Common Vulnerabilities and Exposures assigned an identifier CVE-2009-2265 to the following vulnerability: Name: CVE-2009-2265 URL: http://cve.mitre.org/cgi-bin/cvename.cgi?name=CVE-2009-2265 Assigned: 20090629 Reference: BUGTRAQ:20090703 [oCERT-2009-007] FCKeditor input sanitization errors Reference: URL: http://www.securityfocus.com/archive/1/archive/1/504721/100/0/threaded Reference: MISC: http://isc.sans.org/diary.html?storyid=6724 Reference: MISC: http://www.ocert.org/advisories/ocert-2009-007.html Multiple directory traversal vulnerabilities in FCKeditor before 2.6.4.1 allow remote attackers to create executable files in arbitrary directories via directory traversal sequences in the input to unspecified connector modules, as exploited in the wild for remote code execution in July 2009, related to the file browser and the editor/filemanager/connectors/ directory. We have two packages with embedded FCKeditor: moin and horde. Horde does not include the editor/filemanager/ directory and supporting files, but moin does. We should probably grab the latest FCKeditor and stuff it in moin or patch it, but the changeset is quite large: http://dev.fckeditor.net/changeset/3815/FCKeditor/trunk/editor/filemanager
The moin developers say moin doesn't use the filemanager directory even though it exists. They seem to be unsure of whether accessing the filemanager files directly would allow for this exploit or not. There hasn't been a moin release with the new fckeditor yet. We could go both ways, just adding the filemanager patch might actually be simpler, since moin doesn't use it (i.e. if we break its functionality, it shouldn't even matter).

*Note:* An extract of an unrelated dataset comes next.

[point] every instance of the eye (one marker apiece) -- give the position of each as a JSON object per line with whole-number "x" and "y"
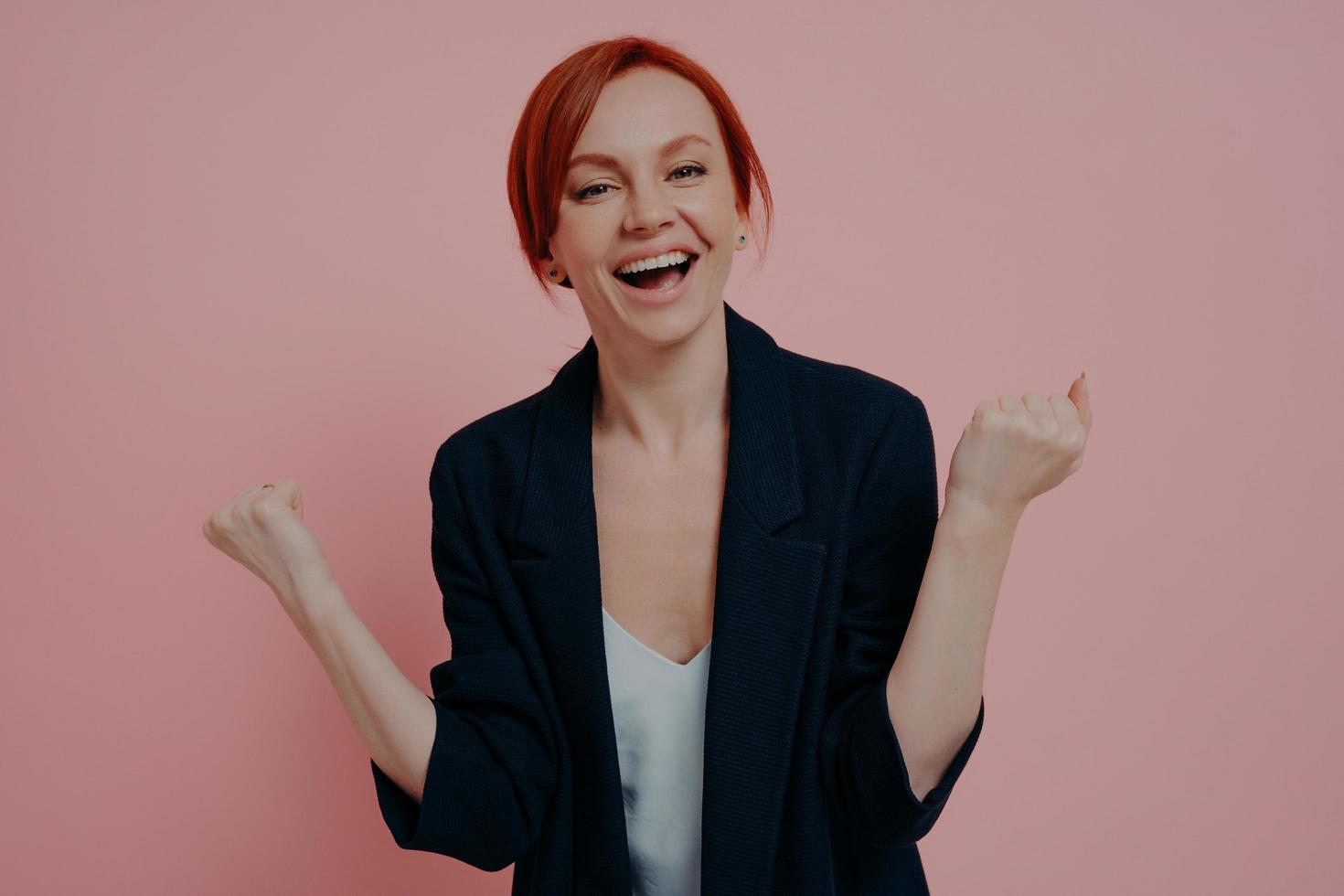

That's possible, sure, but if it's not used at all, why is it there? And would it be better to remove the directory and files instead of patching it -- if indeed it truly isn't used, it shouldm't be there, patched or not. Personally, if it doesn't need to be there and isn't used, I'd prefer it removed. If it *can* be used (whether it be non-standard or a configurable thing or whatever), then certainly patch it.

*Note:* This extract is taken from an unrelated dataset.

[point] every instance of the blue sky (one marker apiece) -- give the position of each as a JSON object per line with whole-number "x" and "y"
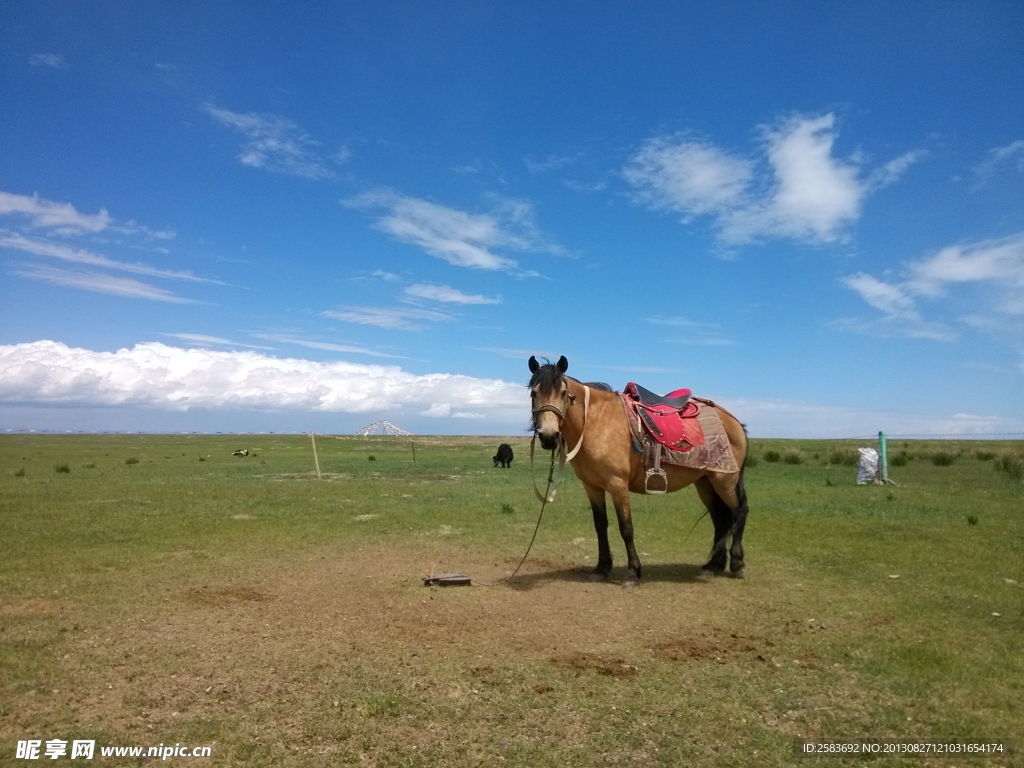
{"x": 267, "y": 216}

Upstream announced Moin is not affected by the vulnerability because the filemanager is not used and it's even disabled, which to my knowledge means the vulnerable code can't be invoked: http://moinmo.in/SecurityFixes#moin_1.8.4 I talked to the developers and they agree that the filemanager directory can be removed if we want to. I will probably remove the directory and submit updated packages for F10 - Rawhide in a few days, just because I'd rather not have Fedora ship vulnerable code even though there shouldn't be a way of actually running the code with the default settings. I probably won't be able to get the update into F9 anymore, but as I've just described, there shouldn't be a security risk on F9 either.
Oh fantastic. Thanks for looking into that. I don't think Fedora 9 is worth the update for the reasons you outline. Removing that from Fedora 10+ as a "better safe than sorry" proactive measure sounds like a great idea.

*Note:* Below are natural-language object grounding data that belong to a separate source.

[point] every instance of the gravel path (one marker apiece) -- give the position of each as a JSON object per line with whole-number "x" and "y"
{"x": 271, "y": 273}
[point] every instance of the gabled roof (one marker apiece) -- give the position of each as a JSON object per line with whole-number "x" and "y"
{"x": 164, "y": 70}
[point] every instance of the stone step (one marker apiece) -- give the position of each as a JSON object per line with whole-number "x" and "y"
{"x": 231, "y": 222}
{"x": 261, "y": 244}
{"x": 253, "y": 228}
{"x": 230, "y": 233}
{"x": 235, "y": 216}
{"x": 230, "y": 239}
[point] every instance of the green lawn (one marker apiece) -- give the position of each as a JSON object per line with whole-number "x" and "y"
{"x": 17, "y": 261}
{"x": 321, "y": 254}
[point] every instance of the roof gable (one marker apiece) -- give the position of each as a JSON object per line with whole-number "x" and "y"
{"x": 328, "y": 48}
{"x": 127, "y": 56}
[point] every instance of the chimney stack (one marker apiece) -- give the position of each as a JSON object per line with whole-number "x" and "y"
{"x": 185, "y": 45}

moin-1.8.4-2.fc11 has been submitted as an update for Fedora 11. http://admin.fedoraproject.org/updates/moin-1.8.4-2.fc11
moin-1.6.4-3.fc10 has been submitted as an update for Fedora 10. http://admin.fedoraproject.org/updates/moin-1.6.4-3.fc10
moin-1.6.4-3.fc10 has been pushed to the Fedora 10 stable repository. If problems still persist, please make note of it in this bug report.
moin-1.8.4-2.fc11 has been pushed to the Fedora 11 stable repository. If problems still persist, please make note of it in this bug report.